Ekonomik güven endeksi, ekimde aylık bazda yüzde 4,8 artarak 92,8 değerine yükseldi. Türkiye İstatistik Kurumu, ekim ayına ilişkin ekonomik güven endeksi verilerini açıkladı.
Endeks bu ay, eylüle göre yüzde 4,8 artarak 92,8 değerine ulaştı. Ekonomik güven endeksindeki artış, reel kesim (imalat sanayi), hizmet, perakende ticaret ve inşaat sektörü güven endekslerindeki artışlardan kaynaklandı.
Reel kesim güven endeksi ekim ayında bir önceki aya göre yüzde 3,8 artarak 109,7 değerini, hizmet sektörü güven endeksi yüzde 6,4 artarak 79,7 değerini, perakende ticaret sektörü güven endeksi yüzde 1,7 artarak 95 değerini, inşaat sektörü güven endeksi yüzde 0,6 artarak 83,8 değerini aldı.
Tüketici güven endeksi ekim ayında yüzde 0,1 azalarak 81,9 değerine düştü.
AÇIKLAMALAR
Ekonomik güven endeksi, tüketici ve üreticilerin genel ekonomik duruma ilişkin değerlendirme, beklenti ve eğilimlerini özetleyen bir bileşik endekstir.
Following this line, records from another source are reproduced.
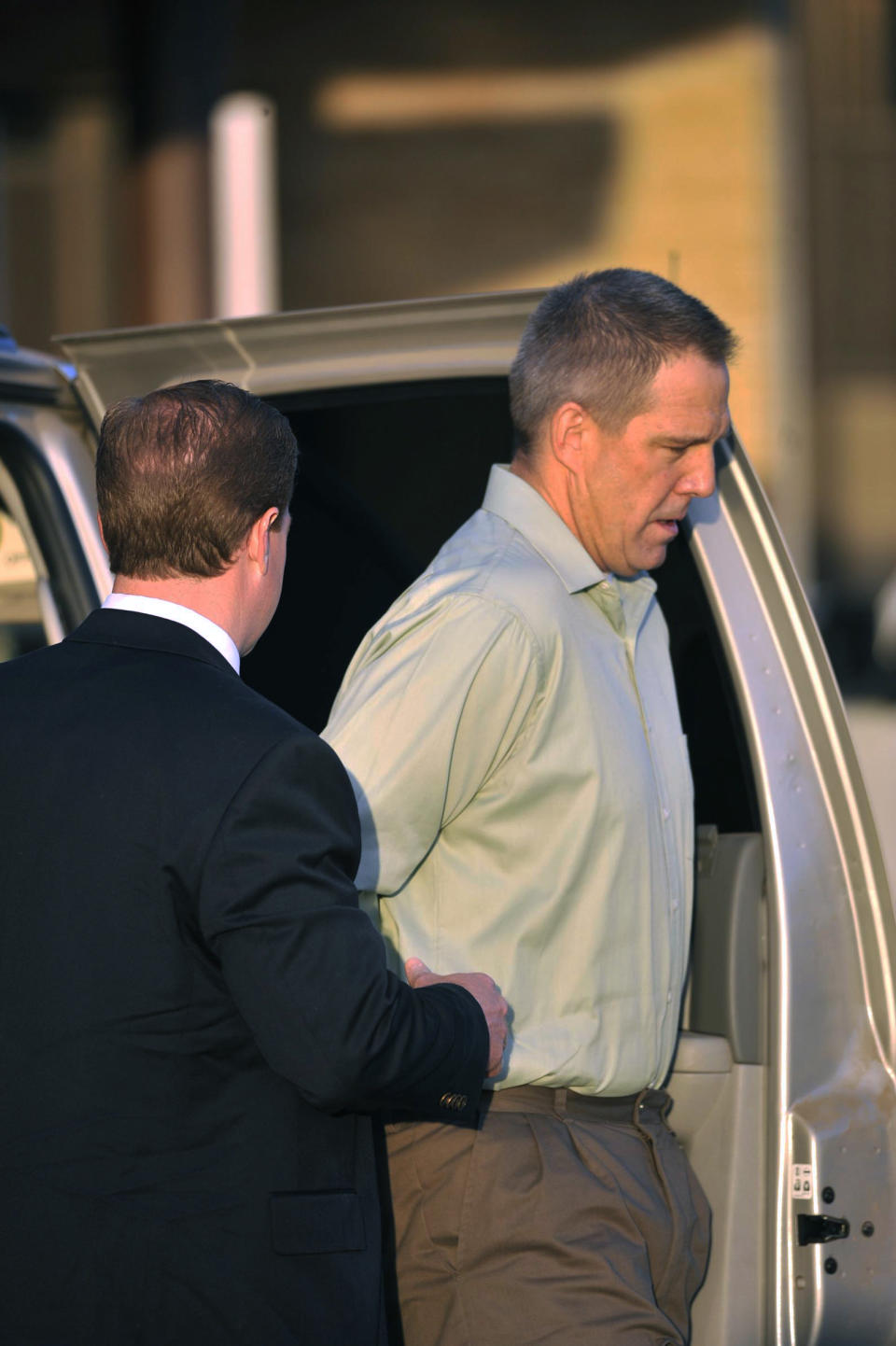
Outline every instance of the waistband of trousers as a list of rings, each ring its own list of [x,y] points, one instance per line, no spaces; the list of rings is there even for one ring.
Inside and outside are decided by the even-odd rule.
[[[513,1089],[486,1089],[480,1112],[541,1112],[574,1121],[638,1123],[646,1112],[665,1117],[671,1100],[665,1089],[642,1089],[636,1094],[581,1094],[574,1089],[546,1089],[517,1085]]]

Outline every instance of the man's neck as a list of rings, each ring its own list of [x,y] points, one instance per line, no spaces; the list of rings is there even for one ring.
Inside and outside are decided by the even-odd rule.
[[[210,622],[225,630],[234,645],[239,647],[241,631],[237,622],[237,606],[234,604],[233,590],[233,579],[229,571],[225,571],[223,575],[207,577],[178,575],[159,580],[117,575],[112,587],[113,594],[157,598],[167,603],[178,603],[180,607],[192,608],[194,612],[207,616]]]

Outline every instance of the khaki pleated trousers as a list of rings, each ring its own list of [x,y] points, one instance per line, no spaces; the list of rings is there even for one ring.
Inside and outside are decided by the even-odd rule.
[[[686,1346],[709,1207],[658,1090],[387,1127],[405,1346]]]

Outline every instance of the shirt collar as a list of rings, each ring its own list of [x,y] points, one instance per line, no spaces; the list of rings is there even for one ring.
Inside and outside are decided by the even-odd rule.
[[[498,514],[518,533],[522,533],[539,556],[544,556],[553,567],[569,594],[592,588],[601,580],[609,579],[608,572],[601,571],[597,563],[591,559],[545,497],[539,495],[535,487],[525,482],[522,476],[511,472],[506,463],[492,464],[482,507],[490,514]],[[636,575],[623,584],[623,592],[631,594],[632,590],[642,588],[646,595],[650,595],[655,592],[657,584],[644,573]],[[642,603],[639,603],[640,606]]]
[[[223,654],[234,673],[239,672],[239,650],[233,637],[218,626],[211,618],[203,616],[191,607],[182,603],[170,603],[164,598],[149,598],[147,594],[110,594],[102,604],[104,607],[118,608],[126,612],[144,612],[147,616],[164,616],[168,622],[179,622],[188,626],[196,635]]]

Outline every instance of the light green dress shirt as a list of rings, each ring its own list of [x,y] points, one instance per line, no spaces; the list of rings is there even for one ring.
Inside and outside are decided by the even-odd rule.
[[[693,798],[654,581],[604,575],[492,467],[483,507],[363,639],[324,738],[396,969],[488,972],[510,1003],[495,1086],[661,1084]]]

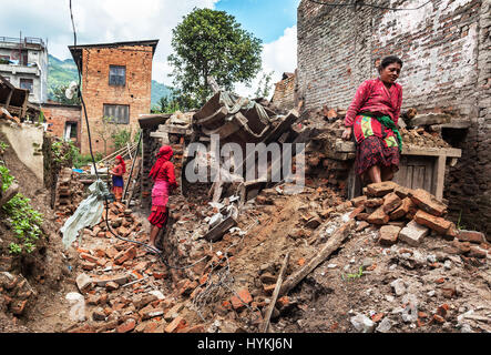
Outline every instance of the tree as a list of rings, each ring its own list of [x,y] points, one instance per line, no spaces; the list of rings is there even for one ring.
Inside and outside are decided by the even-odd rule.
[[[64,104],[80,104],[80,98],[74,94],[72,99],[65,97],[64,92],[69,85],[58,85],[52,90],[53,101]]]
[[[114,139],[114,135],[116,135],[119,131],[120,129],[116,123],[114,123],[114,119],[110,116],[103,116],[95,125],[94,132],[104,144],[104,156],[108,156],[108,143],[111,139]]]
[[[259,83],[257,84],[257,90],[254,93],[256,98],[265,98],[267,99],[269,97],[270,90],[272,90],[272,77],[275,72],[270,71],[269,73],[263,73],[263,77],[259,80]]]
[[[208,75],[232,91],[249,84],[260,70],[262,41],[243,30],[225,11],[194,9],[172,30],[174,85],[186,103],[202,105],[212,95]]]

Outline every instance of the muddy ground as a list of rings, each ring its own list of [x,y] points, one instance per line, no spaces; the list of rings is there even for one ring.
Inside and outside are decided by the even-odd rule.
[[[111,246],[124,250],[127,244],[111,236],[101,239],[84,234],[80,245],[74,243],[64,250],[59,233],[60,220],[49,207],[49,192],[42,182],[11,150],[7,150],[3,159],[18,178],[21,192],[43,213],[47,237],[40,241],[32,255],[11,257],[8,244],[12,235],[7,224],[0,222],[0,255],[11,262],[7,271],[22,274],[35,290],[34,300],[21,316],[12,315],[4,306],[0,308],[2,333],[117,332],[117,326],[141,312],[135,306],[135,297],[150,293],[158,293],[158,300],[153,302],[164,311],[163,314],[181,305],[178,314],[185,320],[185,328],[201,326],[204,332],[258,332],[270,302],[270,290],[265,290],[266,274],[275,280],[287,252],[290,258],[286,274],[298,270],[317,254],[329,233],[342,223],[346,213],[352,211],[337,193],[315,181],[296,195],[284,195],[275,189],[263,192],[244,205],[235,233],[206,244],[209,255],[226,256],[221,267],[208,273],[208,277],[223,277],[222,284],[212,290],[202,283],[201,298],[193,293],[181,294],[162,261],[139,245],[133,268],[105,264],[91,273],[108,273],[108,265],[112,265],[111,272],[132,272],[135,265],[143,265],[141,275],[147,277],[108,292],[102,320],[94,316],[101,311],[101,304],[89,302],[91,296],[101,295],[102,290],[85,294],[84,318],[78,321],[73,316],[73,303],[67,300],[67,295],[79,292],[75,278],[88,272],[81,265],[81,253],[96,253]],[[186,203],[183,199],[173,199]],[[317,235],[318,224],[313,223],[313,215],[318,215],[323,223],[331,221],[315,239],[313,235]],[[142,224],[137,237],[144,243],[149,224],[136,209],[134,216]],[[185,224],[185,214],[183,220],[181,231],[184,226],[193,226],[192,221]],[[356,229],[360,225],[358,221]],[[177,224],[175,233],[181,233]],[[417,247],[402,242],[386,247],[378,243],[378,227],[352,230],[348,241],[282,301],[272,317],[270,331],[489,333],[489,254],[480,260],[462,257],[452,248],[451,241],[438,235],[426,237]],[[155,276],[160,270],[165,277]],[[242,288],[248,290],[253,302],[245,308],[234,310],[229,307],[231,297]],[[108,305],[111,306],[109,311]],[[173,318],[139,317],[139,326],[132,331],[163,332]]]

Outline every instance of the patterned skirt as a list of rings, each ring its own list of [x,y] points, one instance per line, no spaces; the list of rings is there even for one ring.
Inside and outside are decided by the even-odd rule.
[[[356,172],[364,174],[374,165],[391,166],[392,172],[399,170],[399,148],[387,146],[382,139],[370,135],[357,144]]]
[[[149,222],[158,229],[164,227],[167,223],[168,210],[166,206],[152,206],[152,213],[149,216]]]

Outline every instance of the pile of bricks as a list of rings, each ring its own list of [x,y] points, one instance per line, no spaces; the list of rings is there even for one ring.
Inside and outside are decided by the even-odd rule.
[[[190,326],[183,315],[181,295],[192,291],[190,281],[181,280],[175,297],[155,290],[165,290],[170,271],[155,260],[142,244],[149,243],[142,223],[131,210],[114,202],[104,211],[101,223],[85,229],[84,240],[109,239],[110,243],[95,243],[100,247],[78,247],[82,272],[76,276],[79,291],[85,296],[91,318],[83,325],[65,329],[69,333],[187,333],[204,332],[204,325]],[[131,240],[114,239],[114,234]],[[196,287],[197,284],[194,285]]]
[[[76,179],[72,169],[64,168],[58,178],[54,191],[54,210],[59,216],[68,216],[83,200],[83,184]]]
[[[0,273],[0,296],[2,307],[4,306],[14,316],[21,316],[25,313],[31,300],[35,297],[35,291],[22,275],[2,272]]]
[[[452,242],[463,257],[485,260],[491,253],[489,240],[481,232],[459,230],[446,220],[447,205],[422,189],[407,189],[391,181],[369,184],[361,196],[351,200],[361,210],[358,231],[370,224],[379,226],[379,243],[392,245],[402,241],[420,245],[428,235],[440,235]]]

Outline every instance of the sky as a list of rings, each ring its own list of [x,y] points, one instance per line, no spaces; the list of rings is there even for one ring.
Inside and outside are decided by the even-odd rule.
[[[8,0],[0,0],[7,2]],[[263,41],[263,71],[273,82],[297,65],[297,7],[300,0],[72,0],[78,44],[158,39],[152,79],[172,85],[172,29],[194,8],[209,8],[235,17],[241,27]],[[34,37],[48,41],[50,54],[71,58],[74,37],[69,0],[17,0],[0,6],[0,37]],[[263,74],[250,88],[238,84],[241,95],[253,95]]]

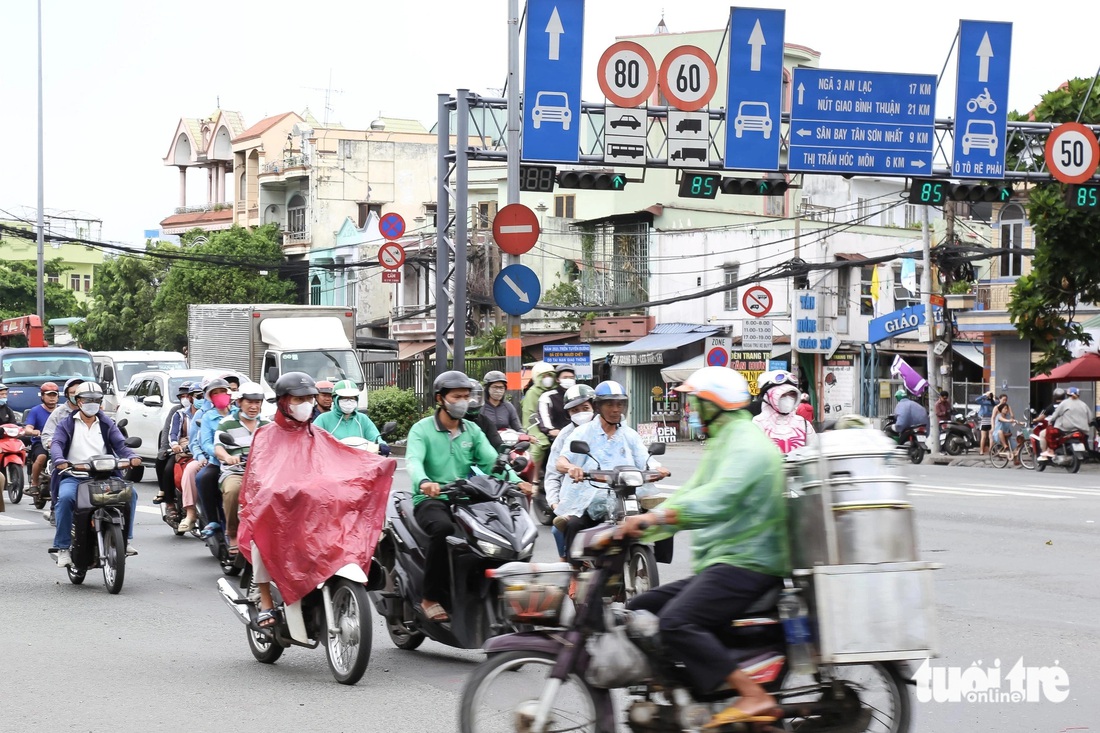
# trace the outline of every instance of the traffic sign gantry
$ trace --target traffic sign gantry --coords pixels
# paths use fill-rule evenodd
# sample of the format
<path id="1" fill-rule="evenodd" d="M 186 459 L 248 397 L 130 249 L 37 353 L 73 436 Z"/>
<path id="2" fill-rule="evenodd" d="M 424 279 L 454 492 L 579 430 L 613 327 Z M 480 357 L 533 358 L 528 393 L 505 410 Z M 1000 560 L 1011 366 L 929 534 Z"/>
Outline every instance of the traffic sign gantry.
<path id="1" fill-rule="evenodd" d="M 1097 136 L 1080 122 L 1059 124 L 1047 135 L 1046 167 L 1062 183 L 1085 183 L 1097 172 Z"/>
<path id="2" fill-rule="evenodd" d="M 959 21 L 955 87 L 957 178 L 1003 178 L 1012 23 Z"/>
<path id="3" fill-rule="evenodd" d="M 405 248 L 397 242 L 386 242 L 378 248 L 378 263 L 386 270 L 397 270 L 405 264 Z"/>
<path id="4" fill-rule="evenodd" d="M 783 101 L 782 10 L 730 8 L 725 167 L 778 171 Z"/>
<path id="5" fill-rule="evenodd" d="M 522 160 L 576 163 L 584 0 L 528 0 Z"/>
<path id="6" fill-rule="evenodd" d="M 493 299 L 509 316 L 522 316 L 542 296 L 539 276 L 527 265 L 508 265 L 493 281 Z"/>
<path id="7" fill-rule="evenodd" d="M 934 75 L 796 68 L 791 84 L 789 169 L 932 172 Z"/>
<path id="8" fill-rule="evenodd" d="M 405 236 L 405 219 L 394 211 L 384 214 L 378 219 L 378 231 L 386 239 L 400 239 Z"/>
<path id="9" fill-rule="evenodd" d="M 522 204 L 508 204 L 493 219 L 493 241 L 508 254 L 529 252 L 539 231 L 539 218 Z"/>

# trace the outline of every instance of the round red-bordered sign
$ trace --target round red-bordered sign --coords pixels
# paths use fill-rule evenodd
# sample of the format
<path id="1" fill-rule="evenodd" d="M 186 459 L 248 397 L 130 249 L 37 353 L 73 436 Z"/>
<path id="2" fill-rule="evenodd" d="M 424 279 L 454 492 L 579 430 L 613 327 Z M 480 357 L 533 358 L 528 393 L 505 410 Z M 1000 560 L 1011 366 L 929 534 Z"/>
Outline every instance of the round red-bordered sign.
<path id="1" fill-rule="evenodd" d="M 1100 144 L 1080 122 L 1064 122 L 1047 135 L 1044 154 L 1055 178 L 1066 184 L 1085 183 L 1097 172 Z"/>
<path id="2" fill-rule="evenodd" d="M 600 57 L 596 76 L 604 97 L 617 107 L 644 105 L 657 87 L 657 64 L 641 45 L 619 41 Z"/>
<path id="3" fill-rule="evenodd" d="M 398 270 L 405 264 L 405 248 L 397 242 L 386 242 L 378 248 L 378 263 L 386 270 Z"/>
<path id="4" fill-rule="evenodd" d="M 756 318 L 767 316 L 771 313 L 773 305 L 776 305 L 776 300 L 771 297 L 771 291 L 763 285 L 754 285 L 745 291 L 745 295 L 741 296 L 741 307 L 745 308 L 746 313 L 752 314 Z"/>
<path id="5" fill-rule="evenodd" d="M 718 86 L 718 69 L 711 54 L 698 46 L 676 46 L 661 62 L 657 79 L 670 105 L 694 112 L 711 103 Z"/>

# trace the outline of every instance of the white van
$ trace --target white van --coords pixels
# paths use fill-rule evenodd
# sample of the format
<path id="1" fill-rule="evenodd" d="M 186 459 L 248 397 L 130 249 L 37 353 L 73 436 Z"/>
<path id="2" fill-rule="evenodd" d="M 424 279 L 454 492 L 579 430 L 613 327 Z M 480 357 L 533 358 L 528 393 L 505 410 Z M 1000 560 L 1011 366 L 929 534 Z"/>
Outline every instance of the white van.
<path id="1" fill-rule="evenodd" d="M 138 372 L 187 369 L 178 351 L 92 351 L 96 379 L 103 387 L 103 412 L 113 416 Z"/>

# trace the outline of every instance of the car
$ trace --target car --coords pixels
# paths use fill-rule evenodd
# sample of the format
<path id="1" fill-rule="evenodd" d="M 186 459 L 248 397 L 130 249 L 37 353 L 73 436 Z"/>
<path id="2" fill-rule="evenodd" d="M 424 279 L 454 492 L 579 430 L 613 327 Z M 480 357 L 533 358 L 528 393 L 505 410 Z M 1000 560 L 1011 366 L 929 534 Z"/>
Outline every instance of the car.
<path id="1" fill-rule="evenodd" d="M 245 381 L 242 374 L 230 369 L 169 369 L 134 374 L 114 413 L 117 420 L 127 420 L 128 436 L 141 438 L 141 447 L 134 448 L 134 452 L 143 459 L 156 458 L 164 424 L 179 404 L 176 393 L 180 384 L 224 374 L 237 374 L 239 380 Z"/>
<path id="2" fill-rule="evenodd" d="M 641 122 L 638 121 L 632 114 L 623 114 L 617 120 L 612 120 L 612 128 L 630 128 L 631 130 L 637 130 L 641 127 Z"/>
<path id="3" fill-rule="evenodd" d="M 997 155 L 997 125 L 992 120 L 968 120 L 963 133 L 963 154 L 969 155 L 971 147 L 985 147 L 990 156 Z"/>
<path id="4" fill-rule="evenodd" d="M 762 132 L 765 140 L 771 138 L 771 111 L 768 102 L 743 101 L 737 106 L 734 134 L 740 138 L 746 130 Z"/>
<path id="5" fill-rule="evenodd" d="M 569 130 L 573 112 L 569 109 L 569 95 L 564 91 L 540 91 L 535 97 L 531 123 L 538 130 L 543 122 L 561 122 L 562 130 Z"/>

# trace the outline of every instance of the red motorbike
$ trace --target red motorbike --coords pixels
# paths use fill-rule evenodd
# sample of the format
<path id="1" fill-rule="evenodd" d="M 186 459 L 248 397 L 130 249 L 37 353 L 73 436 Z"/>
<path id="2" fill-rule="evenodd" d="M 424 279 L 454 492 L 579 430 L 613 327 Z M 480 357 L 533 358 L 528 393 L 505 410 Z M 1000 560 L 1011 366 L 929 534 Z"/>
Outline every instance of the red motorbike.
<path id="1" fill-rule="evenodd" d="M 1043 456 L 1040 450 L 1038 434 L 1046 430 L 1046 446 L 1054 452 L 1053 457 Z M 1032 448 L 1035 449 L 1038 470 L 1046 470 L 1048 464 L 1060 466 L 1070 473 L 1081 469 L 1081 461 L 1088 456 L 1088 436 L 1081 430 L 1065 433 L 1045 418 L 1035 420 L 1031 434 Z"/>
<path id="2" fill-rule="evenodd" d="M 0 425 L 0 469 L 8 480 L 8 499 L 12 504 L 23 501 L 23 477 L 26 466 L 26 445 L 23 428 L 11 423 Z"/>

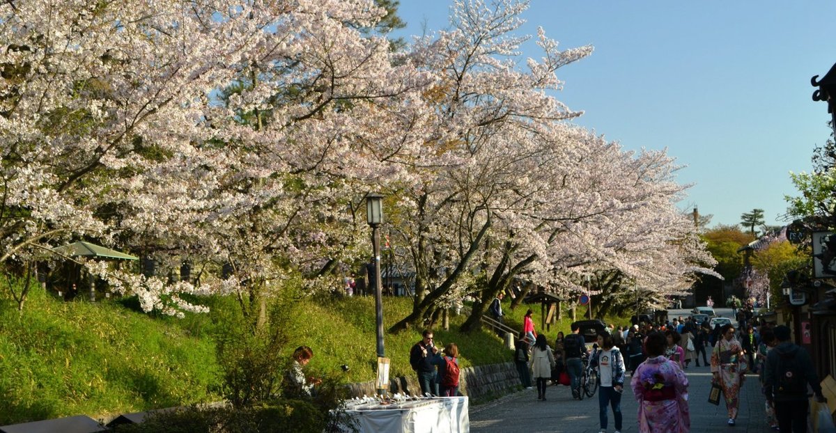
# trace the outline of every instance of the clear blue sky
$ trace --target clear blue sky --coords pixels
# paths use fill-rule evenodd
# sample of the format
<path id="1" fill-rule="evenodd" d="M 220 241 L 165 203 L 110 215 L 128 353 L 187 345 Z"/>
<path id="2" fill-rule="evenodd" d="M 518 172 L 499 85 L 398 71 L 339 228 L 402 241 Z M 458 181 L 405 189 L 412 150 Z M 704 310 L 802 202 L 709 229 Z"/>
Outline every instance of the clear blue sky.
<path id="1" fill-rule="evenodd" d="M 401 0 L 408 27 L 448 27 L 450 0 Z M 584 116 L 575 123 L 626 149 L 663 149 L 694 184 L 682 209 L 737 224 L 754 208 L 783 222 L 789 171 L 810 171 L 830 130 L 813 102 L 813 75 L 836 63 L 836 2 L 533 0 L 520 33 L 538 27 L 561 49 L 591 44 L 592 56 L 558 71 L 555 96 Z M 533 43 L 521 60 L 539 59 Z"/>

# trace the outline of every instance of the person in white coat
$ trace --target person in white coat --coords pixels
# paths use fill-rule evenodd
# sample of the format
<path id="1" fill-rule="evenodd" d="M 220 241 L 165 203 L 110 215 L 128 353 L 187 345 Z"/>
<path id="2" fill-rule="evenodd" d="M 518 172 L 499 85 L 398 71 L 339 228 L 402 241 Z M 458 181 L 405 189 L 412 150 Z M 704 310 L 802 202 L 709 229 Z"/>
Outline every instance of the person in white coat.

Endeks, mevsim etkilerinden arındırılmış tüketici güven endeksi, reel kesim, hizmet, perakende ticaret ve inşaat sektörleri güven endekslerinin alt endekslerinin ağırlıklandırılarak birleştirilmesinden oluşmaktadır.
Ekonomik güven endeksi hesaplamasında, her bir sektörün ağırlığı o sektörün normalleştirilmiş alt endekslerine eşit dağıtılarak uygulanmakta, güven endekslerine doğrudan uygulanmamaktadır. Bu kapsamda tüketici, reel kesim, hizmet, perakende ticaret ve inşaat sektörlerine ait toplam 20 alt endeks hesaplamada kullanılmaktadır.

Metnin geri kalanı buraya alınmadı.